さっさと嫌いになってくれ〜アイドルオーディションで嫌われたい男装美少女、なぜか姫ポジ獲得?!〜



怒っ、てない。

どこか優しげな、ちょっと呆れたような、そんな眼差し。


「とりあえず、俺がちゃんと千歳以外に打ち込めることがあった方が、千歳は安心するってことだろ」


さらり、と言語化してくれた遥風。

私がこくこく、と頷くと、遥風はふ、と息を漏らすように笑った。


少し名残惜しそうに私の頬から手を離して、一歩、私から距離を取る。


「じゃ、いいよ。俺は千歳が幸せなら、それで」


『千歳が幸せなら』


その言葉に、私はちょっと目を伏せた。


遥風って、ずっとそうだ。

二次審査のときからずっと、私のために、って動いてくれてる。


極端な行動ばっかりして、自分中心的に見えるけど、結局はだいたい私を守るためで。

どれだけ幸せになってって伝えようとしても、結局、動機は私の幸せのままなのが、彼らしいというか、なんというか……。


でも、まあ、とりあえず。


「ありがとう」


私が顔を上げて笑うと、遥風もちょっと笑った後、軽く肩をすくめた。


「ただ、今まで通り話そうな。
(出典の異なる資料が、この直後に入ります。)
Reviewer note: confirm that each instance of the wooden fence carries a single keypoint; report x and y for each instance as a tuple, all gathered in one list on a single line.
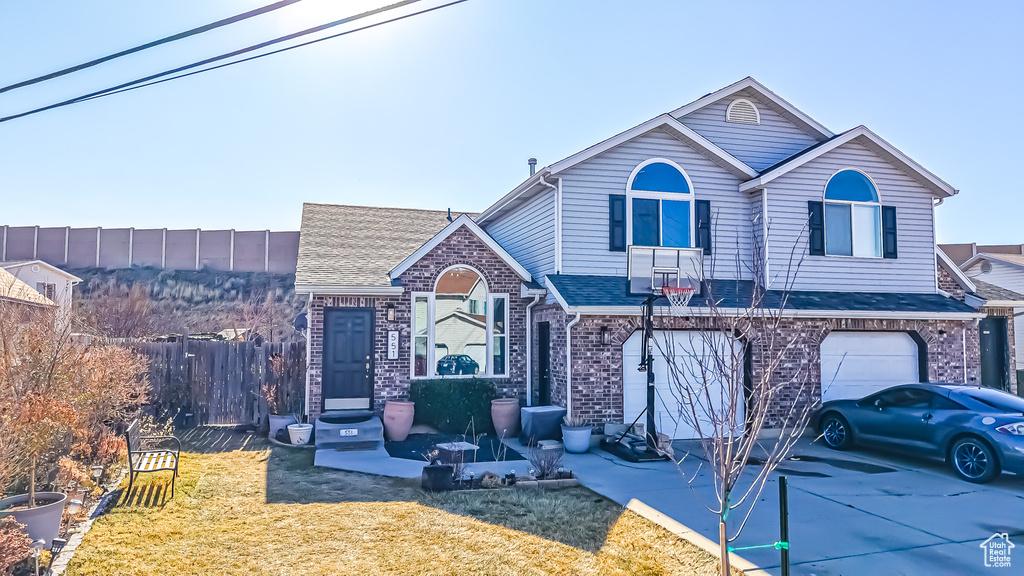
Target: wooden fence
[(221, 382)]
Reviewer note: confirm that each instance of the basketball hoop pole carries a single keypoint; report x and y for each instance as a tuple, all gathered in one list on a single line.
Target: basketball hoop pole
[(648, 341)]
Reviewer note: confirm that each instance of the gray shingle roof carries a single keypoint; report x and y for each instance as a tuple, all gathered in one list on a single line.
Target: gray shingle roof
[(993, 292), (358, 245), (611, 291)]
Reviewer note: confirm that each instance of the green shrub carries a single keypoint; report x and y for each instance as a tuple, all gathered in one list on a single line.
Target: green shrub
[(450, 404)]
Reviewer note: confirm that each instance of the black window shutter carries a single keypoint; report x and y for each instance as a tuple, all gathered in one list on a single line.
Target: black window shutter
[(616, 222), (889, 232), (702, 208), (816, 221)]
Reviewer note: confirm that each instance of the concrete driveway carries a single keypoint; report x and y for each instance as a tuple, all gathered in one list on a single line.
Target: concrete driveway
[(850, 512)]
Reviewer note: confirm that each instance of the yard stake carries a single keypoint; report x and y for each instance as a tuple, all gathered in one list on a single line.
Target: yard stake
[(783, 523)]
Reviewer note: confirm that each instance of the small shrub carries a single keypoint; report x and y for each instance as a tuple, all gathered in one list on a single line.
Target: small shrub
[(452, 404)]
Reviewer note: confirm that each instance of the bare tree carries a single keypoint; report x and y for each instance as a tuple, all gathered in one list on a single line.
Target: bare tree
[(735, 413)]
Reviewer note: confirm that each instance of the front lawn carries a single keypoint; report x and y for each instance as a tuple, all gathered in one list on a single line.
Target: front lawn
[(244, 507)]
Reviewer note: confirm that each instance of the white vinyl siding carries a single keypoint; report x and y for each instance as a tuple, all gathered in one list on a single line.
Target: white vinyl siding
[(758, 146), (585, 206), (528, 234), (913, 271)]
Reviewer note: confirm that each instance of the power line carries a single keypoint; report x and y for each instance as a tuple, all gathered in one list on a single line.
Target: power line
[(148, 45), (151, 80)]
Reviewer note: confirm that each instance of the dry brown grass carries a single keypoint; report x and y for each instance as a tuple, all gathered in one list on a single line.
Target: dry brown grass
[(243, 507)]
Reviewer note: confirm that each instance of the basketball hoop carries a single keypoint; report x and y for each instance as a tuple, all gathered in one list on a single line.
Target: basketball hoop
[(679, 297)]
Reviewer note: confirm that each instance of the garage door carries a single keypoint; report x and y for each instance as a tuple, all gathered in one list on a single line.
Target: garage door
[(672, 413), (856, 364)]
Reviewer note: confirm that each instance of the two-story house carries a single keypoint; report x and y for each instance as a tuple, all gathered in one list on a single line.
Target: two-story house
[(736, 188)]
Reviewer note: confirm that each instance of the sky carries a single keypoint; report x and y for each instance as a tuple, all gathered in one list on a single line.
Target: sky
[(442, 110)]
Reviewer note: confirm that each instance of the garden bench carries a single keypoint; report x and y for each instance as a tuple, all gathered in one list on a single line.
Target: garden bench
[(144, 455)]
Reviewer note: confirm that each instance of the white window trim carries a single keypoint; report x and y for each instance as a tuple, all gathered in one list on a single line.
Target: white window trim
[(853, 217), (757, 112), (678, 196), (431, 320)]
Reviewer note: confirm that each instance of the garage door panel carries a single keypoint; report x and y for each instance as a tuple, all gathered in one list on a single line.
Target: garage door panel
[(672, 409), (856, 364)]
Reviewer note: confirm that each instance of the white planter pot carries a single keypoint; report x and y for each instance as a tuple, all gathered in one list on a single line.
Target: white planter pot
[(279, 422), (576, 440), (299, 434)]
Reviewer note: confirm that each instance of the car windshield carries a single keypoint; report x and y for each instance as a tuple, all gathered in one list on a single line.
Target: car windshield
[(996, 399)]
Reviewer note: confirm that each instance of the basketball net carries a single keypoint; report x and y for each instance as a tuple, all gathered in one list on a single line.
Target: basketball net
[(679, 297)]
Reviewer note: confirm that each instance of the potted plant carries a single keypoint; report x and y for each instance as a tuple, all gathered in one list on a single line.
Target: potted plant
[(278, 417), (398, 418), (576, 435)]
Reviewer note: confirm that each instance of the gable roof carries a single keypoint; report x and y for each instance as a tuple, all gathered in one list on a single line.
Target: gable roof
[(778, 104), (947, 262), (463, 220), (875, 142), (1012, 259), (13, 289), (350, 249), (19, 263), (666, 122)]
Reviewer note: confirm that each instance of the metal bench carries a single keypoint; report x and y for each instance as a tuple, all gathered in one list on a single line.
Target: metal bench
[(145, 455)]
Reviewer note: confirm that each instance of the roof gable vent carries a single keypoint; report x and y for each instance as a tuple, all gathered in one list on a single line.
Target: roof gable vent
[(742, 111)]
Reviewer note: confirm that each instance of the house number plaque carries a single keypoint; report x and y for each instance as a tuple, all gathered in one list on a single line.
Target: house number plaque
[(392, 344)]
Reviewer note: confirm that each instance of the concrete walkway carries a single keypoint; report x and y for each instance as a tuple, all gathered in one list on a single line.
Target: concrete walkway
[(850, 512)]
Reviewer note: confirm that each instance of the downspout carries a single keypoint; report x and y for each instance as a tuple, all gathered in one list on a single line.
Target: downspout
[(309, 329), (558, 220), (529, 348), (568, 365)]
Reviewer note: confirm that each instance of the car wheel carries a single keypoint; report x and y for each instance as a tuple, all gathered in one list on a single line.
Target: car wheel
[(974, 460), (836, 432)]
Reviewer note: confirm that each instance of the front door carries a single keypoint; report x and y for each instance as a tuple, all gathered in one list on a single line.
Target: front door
[(348, 359), (993, 353), (544, 363)]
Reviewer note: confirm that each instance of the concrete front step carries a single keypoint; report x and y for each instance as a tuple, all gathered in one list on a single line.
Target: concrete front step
[(368, 435)]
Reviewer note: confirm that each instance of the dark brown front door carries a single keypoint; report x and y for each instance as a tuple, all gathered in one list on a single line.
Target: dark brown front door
[(544, 363), (348, 359)]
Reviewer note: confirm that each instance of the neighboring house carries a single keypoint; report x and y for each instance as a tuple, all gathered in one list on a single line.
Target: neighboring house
[(14, 291), (734, 189), (48, 280), (998, 272)]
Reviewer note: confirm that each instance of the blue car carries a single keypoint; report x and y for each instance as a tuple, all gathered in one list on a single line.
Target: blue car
[(978, 432)]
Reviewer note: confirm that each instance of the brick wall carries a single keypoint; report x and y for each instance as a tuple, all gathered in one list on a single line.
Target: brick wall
[(391, 377), (793, 356)]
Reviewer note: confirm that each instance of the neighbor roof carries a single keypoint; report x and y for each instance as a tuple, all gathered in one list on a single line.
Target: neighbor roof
[(996, 295), (13, 289), (18, 263), (577, 293), (345, 248)]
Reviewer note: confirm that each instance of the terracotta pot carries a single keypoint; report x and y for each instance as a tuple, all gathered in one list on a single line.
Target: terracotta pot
[(42, 522), (505, 415), (576, 439), (397, 419)]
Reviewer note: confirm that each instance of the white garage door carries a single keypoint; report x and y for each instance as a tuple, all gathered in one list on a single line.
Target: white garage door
[(856, 364), (673, 415)]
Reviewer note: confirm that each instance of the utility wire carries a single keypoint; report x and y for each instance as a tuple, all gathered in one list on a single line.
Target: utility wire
[(148, 80), (257, 56), (148, 45)]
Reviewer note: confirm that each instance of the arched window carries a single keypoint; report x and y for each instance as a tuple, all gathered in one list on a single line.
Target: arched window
[(659, 205), (460, 329), (853, 215)]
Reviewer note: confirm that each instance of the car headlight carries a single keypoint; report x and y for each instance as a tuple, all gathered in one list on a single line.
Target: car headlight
[(1015, 428)]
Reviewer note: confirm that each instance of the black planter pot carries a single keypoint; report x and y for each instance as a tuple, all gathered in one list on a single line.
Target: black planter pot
[(436, 478)]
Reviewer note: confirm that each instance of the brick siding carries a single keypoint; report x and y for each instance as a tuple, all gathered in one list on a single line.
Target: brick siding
[(391, 377)]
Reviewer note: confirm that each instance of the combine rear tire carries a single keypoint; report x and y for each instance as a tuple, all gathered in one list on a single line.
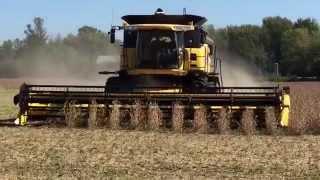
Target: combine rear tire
[(73, 115), (248, 122), (223, 121), (115, 116), (200, 119), (177, 118)]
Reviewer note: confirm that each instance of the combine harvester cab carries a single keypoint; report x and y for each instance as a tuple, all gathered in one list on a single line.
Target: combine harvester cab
[(169, 78)]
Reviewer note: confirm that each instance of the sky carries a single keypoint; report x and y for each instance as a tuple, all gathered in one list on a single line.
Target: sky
[(66, 16)]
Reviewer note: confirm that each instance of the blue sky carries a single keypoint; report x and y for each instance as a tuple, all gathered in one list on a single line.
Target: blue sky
[(66, 16)]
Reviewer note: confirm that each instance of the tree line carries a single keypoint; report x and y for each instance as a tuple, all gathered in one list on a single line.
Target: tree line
[(294, 45), (77, 53)]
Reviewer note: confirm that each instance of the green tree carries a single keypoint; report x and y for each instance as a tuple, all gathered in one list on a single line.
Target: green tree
[(274, 29), (295, 49), (36, 34), (308, 23)]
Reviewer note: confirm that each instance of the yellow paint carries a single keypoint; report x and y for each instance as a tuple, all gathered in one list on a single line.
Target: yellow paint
[(172, 27), (285, 110), (203, 61), (23, 120)]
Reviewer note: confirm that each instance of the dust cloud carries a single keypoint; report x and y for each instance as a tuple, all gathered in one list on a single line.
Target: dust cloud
[(75, 70), (237, 72)]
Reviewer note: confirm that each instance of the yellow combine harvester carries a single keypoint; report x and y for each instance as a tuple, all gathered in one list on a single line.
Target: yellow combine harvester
[(167, 61)]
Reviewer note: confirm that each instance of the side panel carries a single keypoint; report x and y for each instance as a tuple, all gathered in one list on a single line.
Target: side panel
[(128, 58), (199, 59)]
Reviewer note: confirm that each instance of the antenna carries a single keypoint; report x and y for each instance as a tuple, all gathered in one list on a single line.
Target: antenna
[(184, 11), (112, 17)]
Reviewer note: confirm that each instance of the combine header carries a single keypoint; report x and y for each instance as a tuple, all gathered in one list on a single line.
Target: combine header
[(169, 78)]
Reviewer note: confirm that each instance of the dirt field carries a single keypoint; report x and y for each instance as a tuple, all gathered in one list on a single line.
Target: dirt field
[(64, 153), (52, 153)]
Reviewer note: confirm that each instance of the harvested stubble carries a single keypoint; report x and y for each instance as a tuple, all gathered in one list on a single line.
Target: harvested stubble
[(73, 114), (271, 120), (115, 115), (154, 116), (200, 119), (138, 116), (223, 121), (97, 115), (177, 117), (248, 122)]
俺お前以外に友達いないから」

「そんなことは……うん……」

「おい」


すぐさまツッコんできた遥風に思わず笑ってしまう。

確かに、今日もずっと一人でスマホ弄ってたし……言われてみればそうかも。

敵ならいっぱい居そうだけど。


と、そこまで考えたところで、はたと思い出す。

そういえば、遥風に渡しておきたいものがあったんだった。